Punch Magazine: "Our Booking-Office."
This is the nicest that Punch has been (and will ever be) to Oscar Wilde; not only is he spared from being in the cartoon, but The Picture of Dorian Gray is given a thorough, mixed but still very negative review, albeit as snarky as Punch always is. But it could have been worse for Wilde. The review states the following:
"Mr. WILDE has preferred the sensuous and hyperdecorative manner of 'Mademoiselle DE MAUPIN,' and without GAUTIER'S power, has spoilt a promising conception by clumsy unideal treatment. His 'decoration' (upon which he plumes himself) is indeed 'laid on with a trowel.' The luxuriously elaborate details of his 'artistic hedonism' are too suggestive of South Kensington Museum and æsthetic Encyclopædias. A truer art would have avoided both the glittering conceits, which bedeck the body of the story, and the unsavoury suggestiveness which lurks in its spirit. Poisonous!"

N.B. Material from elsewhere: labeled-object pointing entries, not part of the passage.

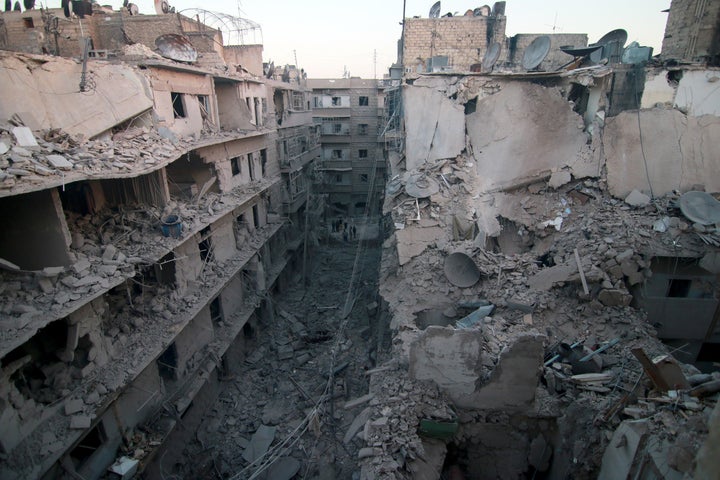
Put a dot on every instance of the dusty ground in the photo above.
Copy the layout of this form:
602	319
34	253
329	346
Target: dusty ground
288	388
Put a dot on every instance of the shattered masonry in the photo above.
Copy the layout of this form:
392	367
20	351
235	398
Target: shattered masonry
564	188
146	218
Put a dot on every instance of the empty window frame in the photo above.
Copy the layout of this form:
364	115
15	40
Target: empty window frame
298	100
216	314
205	245
178	104
88	446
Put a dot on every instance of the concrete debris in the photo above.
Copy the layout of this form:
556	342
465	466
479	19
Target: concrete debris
259	443
637	199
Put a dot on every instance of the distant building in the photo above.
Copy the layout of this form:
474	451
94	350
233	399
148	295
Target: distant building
348	112
151	208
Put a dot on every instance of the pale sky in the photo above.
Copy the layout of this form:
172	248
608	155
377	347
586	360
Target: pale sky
329	36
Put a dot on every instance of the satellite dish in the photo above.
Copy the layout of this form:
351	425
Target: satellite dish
419	185
483	11
536	52
461	270
579	51
613	43
491	56
700	207
435	10
176	47
161	7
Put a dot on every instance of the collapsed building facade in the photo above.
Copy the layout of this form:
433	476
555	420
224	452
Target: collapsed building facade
152	208
537	247
544	274
348	112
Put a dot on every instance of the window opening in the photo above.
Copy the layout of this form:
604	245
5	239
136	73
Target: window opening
167	363
235	165
216	314
178	105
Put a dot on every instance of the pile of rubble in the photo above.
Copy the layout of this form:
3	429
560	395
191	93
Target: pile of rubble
279	407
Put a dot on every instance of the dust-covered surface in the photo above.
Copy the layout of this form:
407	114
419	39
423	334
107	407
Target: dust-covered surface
560	258
283	380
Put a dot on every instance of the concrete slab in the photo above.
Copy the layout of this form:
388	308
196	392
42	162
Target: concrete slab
24	137
435	126
259	443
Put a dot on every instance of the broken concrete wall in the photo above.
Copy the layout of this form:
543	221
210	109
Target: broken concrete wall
100	459
434	125
691	32
526	131
188	264
680	156
175	95
146	28
233	111
453	359
192	340
140	398
659	90
464	40
514	50
34	234
698	93
45	92
247	57
244	154
223	238
260	106
26	32
231	297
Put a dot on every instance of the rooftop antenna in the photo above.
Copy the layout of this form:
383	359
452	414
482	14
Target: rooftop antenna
554	24
435	10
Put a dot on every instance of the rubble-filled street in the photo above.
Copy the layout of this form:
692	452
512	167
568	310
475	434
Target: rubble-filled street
275	413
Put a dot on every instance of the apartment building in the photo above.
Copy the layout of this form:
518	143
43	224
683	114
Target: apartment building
152	207
349	112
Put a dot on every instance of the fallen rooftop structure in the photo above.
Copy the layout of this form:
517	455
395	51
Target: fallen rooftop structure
537	299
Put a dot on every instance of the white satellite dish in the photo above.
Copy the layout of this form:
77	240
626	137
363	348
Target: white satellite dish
161	7
435	10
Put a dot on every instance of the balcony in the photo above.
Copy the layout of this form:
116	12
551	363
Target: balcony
292	163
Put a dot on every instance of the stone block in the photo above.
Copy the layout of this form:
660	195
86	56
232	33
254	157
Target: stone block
80	422
73	406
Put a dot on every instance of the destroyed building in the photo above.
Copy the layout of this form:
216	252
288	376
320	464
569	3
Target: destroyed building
550	256
152	207
538	299
348	112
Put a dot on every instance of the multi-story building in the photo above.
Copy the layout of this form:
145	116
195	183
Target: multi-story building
349	114
151	208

The "unsavory suggestiveness" mentioned here is the suggestion that in order to purge himself of his sins, Dorian must kill the soul of himself inside the painting and die in the real world, effectively "purif[ying] his soul by suicide..." Nevertheless, even in the 1890s, Wilde is still being dogged down for his use of Aestheticism, and allowing the eyes of the narrator to receive pleasure at every corner of the book. Will he ever be able to revel in the beauty of nature and the beauty of desire, and the naturalness of desire? For example, Basil's and Lord Henry's desires to be around the youthful, beautiful Dorian, because he is a marvel and very attractive to them.